The Mitchell’s Plain community, desperate for an end to the ongoing violence, have called on SAPS to establish a dedicated anti-gang unit for the area and to increase police visibility.
These were among the demands included in a memorandum handed over to SAPS when Mitchell’s Plain United Residents’ Association, the Mitchell’s Plain Community Police Forum and the Mitchell’s Plain Neighbourhood Watch Association led a march to Mitchell’s Plain police station on Sunday March 14.
Among the marchers were families who had been affected by violence in the area. The march started at Cadillac Street, Beacon Valley, where Tamir Mitchell and Morgan Munnik were shot on Thursday February 25 as the area saw an increase in drive-by shootings.
Chairperson of the Mitchell’s Plain CPF, Norman Jantjes said they had written to the provincial commissioner of the Western Cape, Major-general Thembisile Patekile, premier of the Western Cape, Alan Winde and mayor of the City of Cape Town, Dan Plato.
In the memorandum, they ask that SAPS create dedicated gang-unit for Mitchell’s Plain, strengthen and establish a social crime prevention unit, allocate two police vehicles per sector, and roll out police reservist and community in blue programmes.
From the premier they demanded that a community safety forum or area-based team be established, that social crime prevention programmes be expanded and its funding increased, that a local drug action committee be formed and that 20 auxiliary social workers be trained to address the shortage of social workers in Mitchell’s Plain.
From the mayor, they demanded effective surveillance cameras and number plate recognition cameras be put up in hot spots, that the amount of traffic, metro police and law enforcement officers be doubled, the creation of a local control room staffed by neighbourhood watch members and that a Mitchell’s Plain community safety plan be finalised and implemented.
“We are serious about this. We need to do something about the crime in our areas,” said Mr Jantjes.
Community Safety MEC Albert Fritz said in a media statement on Wednesday March 10 that additional Law Enforcement Advancement Plan (LEAP) officers had been deployed on a permanent basis to Mitchell’s Plain to help reduce gangsterism and violent crime such as murder.
The deployment is part of the Western Cape Safety Plan which aims to halve murders in the province over the next 10 years. As of October 2020, LEAP officers were redeployed to five communities which include Philippi, Delft, Nyanga, Khayelitsha and Bishop Lavis.
Mr Fritz said LEAP members would assist SAPS to stabilise the recent increase in murders in the area.
“This makes Mitchell’s Plain the sixth area to receive LEAP deployments in the Cape Town Metropole. These officers will work in an integrated manner with SAPS,” he said.
The Mitchell’s Plain contingent of law enforcement will be topped up with additional LEAP officers during the coming weeks.

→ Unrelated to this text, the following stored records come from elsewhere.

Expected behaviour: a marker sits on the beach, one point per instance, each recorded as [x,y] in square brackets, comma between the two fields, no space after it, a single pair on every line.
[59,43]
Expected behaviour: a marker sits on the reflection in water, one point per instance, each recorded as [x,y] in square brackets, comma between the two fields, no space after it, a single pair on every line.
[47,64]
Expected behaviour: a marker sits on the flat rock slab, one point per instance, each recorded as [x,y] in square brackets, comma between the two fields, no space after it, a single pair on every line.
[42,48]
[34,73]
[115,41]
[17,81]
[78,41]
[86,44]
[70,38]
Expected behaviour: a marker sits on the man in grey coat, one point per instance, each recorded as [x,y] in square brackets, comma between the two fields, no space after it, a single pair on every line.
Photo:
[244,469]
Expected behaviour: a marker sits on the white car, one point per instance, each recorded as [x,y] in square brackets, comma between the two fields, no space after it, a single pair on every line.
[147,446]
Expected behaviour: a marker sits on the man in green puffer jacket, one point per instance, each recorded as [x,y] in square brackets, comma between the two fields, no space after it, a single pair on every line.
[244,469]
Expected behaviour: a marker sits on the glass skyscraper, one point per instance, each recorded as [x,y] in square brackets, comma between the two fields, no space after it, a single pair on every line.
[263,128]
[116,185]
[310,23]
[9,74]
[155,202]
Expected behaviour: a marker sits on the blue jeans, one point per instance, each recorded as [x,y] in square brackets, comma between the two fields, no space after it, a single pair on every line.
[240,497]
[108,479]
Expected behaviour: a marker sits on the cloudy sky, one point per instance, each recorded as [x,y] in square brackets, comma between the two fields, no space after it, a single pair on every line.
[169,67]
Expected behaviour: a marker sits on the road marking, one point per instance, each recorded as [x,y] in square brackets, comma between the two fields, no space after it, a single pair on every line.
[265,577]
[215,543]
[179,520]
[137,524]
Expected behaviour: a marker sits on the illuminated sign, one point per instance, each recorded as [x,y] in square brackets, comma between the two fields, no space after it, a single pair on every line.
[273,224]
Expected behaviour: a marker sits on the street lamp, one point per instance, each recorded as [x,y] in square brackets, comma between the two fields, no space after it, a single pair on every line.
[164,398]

The top up is made possible through the appointment of additional law enforcement officers who will serve to bolster law enforcement and SAPS’ response to crime in Mitchell’s Plain, he said.
At Sunday’s march, Lieutenant Colonel Elroy Finck signed and handed over the memorandum to the station commander Brigadier Cass Goolam.
Advocate Jerome Norris signed on behalf of the mayor and premier. “We see the plight of the community to live in peace. Plans are being made to join the fight against crime. This memorandum will be put into motion in the coming weeks,” said Mr Norris.
Deputy chairperson of MURA, Michael Jacobs said everyone needed to work together to combat crime. “We cannot allow our emotions to get the better of us, we must come together for this common goal. We came to show our solidarity to those who’ve lost loved ones in brutal killings. We need to remove those cowards out of our communities, police cannot do this alone,” he said.
Victim support co-ordinator of MURA, Linda Jones said the mothers would remember the pain of losing their children. “We as the people need to come together, speak out and stand together to make a difference,” she said.
Bridgette Isaacs lost her son Brandon Isaacs in September last year. He was at his take away business in Eastridge when he was shot in a drive-by shooting. “I had to be strong at the march. Being amongst those who share the same pain as me gave me hope. I just want justice for my son,” she said.
Morgan Munnik’s friends Amy Julius, 16, Antonio Da Costa, 19, and Umir Less, 18, attended the march in honour of their friend.
Amy and Antonio were with Morgan on the day he was killed. They had left Morgan at the corner when they went to the shop and heard the gunshots from there. “I am angry and sad. He wasn’t a gangster. Morgan had a dream to become a soccer player and that dream got taken away,” said Antonio.